“Could you please repair this ring? Today?” I handed the jeweler the man’s ring, and I was confident the jeweler could do the job. After all, the last time I came in to have work done, he presented his business card and said things like, “Now that I’m your jeweler” and “So glad to have you as a client.” I had faith he could help.
His eyes turned white and he heaved a sigh: “I can fix it, but it will take me at least a week.” Right then, the sadness rolled over me and I began to sob. The jeweler immediately changed his tone and asked, “What’s wrong, honey?”
“I don’t have a week,” I replied. “I am burying my father tomorrow.”
If the jeweler had known beforehand about how the doctors had cut off his ring a week earlier and how my mother deeply wished he could be buried with his ring, I am sure the jeweler would have been less brisk, more willing to consider my feelings. Yet, he had no way of knowing.
Each one of us walks around this world in various states of feeling and being, and often these states are known only to us. I remember after having a miscarriage, I still had to shop, buy gas, go to work, and be a part of this world. I wonder how many people I encountered at that time sensed a woman on the brink of collapse.

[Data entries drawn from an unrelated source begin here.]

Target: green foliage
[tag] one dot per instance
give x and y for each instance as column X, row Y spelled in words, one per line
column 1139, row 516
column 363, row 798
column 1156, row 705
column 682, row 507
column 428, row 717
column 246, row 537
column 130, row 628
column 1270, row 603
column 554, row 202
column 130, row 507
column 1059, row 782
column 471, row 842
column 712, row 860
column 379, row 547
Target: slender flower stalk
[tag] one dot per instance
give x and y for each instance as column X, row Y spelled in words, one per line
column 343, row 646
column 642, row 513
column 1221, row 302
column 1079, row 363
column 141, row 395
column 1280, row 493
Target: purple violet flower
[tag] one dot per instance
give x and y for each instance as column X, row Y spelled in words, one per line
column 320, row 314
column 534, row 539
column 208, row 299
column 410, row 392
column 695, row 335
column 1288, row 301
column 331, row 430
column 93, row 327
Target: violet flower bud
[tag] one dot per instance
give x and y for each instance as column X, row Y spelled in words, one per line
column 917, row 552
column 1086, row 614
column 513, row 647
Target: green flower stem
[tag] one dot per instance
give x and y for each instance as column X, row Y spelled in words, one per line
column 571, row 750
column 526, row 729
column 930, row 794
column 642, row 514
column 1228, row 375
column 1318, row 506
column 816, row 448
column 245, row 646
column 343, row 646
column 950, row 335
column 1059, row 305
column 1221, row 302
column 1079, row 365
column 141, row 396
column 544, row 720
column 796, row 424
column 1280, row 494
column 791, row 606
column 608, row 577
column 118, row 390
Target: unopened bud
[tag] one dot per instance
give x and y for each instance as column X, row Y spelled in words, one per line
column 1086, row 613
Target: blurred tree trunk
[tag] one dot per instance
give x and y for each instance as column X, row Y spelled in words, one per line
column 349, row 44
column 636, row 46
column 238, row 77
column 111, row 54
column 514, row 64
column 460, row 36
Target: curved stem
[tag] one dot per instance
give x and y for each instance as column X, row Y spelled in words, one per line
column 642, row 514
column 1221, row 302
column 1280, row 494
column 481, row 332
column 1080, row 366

After the experience with my father’s ring, I adopted the following policy for people I encounter: Assume nothing. Don’t assume the cashier isn’t going through a messy divorce. Don’t take for granted that the person who cut in front of me at the bank isn’t going through financial distress, even if she is carrying a Coach purse.
I want to remember each and every day the hidden lives that bubble beneath the superficial contacts I have with others. This can be hard when the pizza boy serves a heaping side of scowl with the large pepperoni. It’s about letting go and not always feeling like I need to have the last word. After all, I don’t know that pizza boy’s story.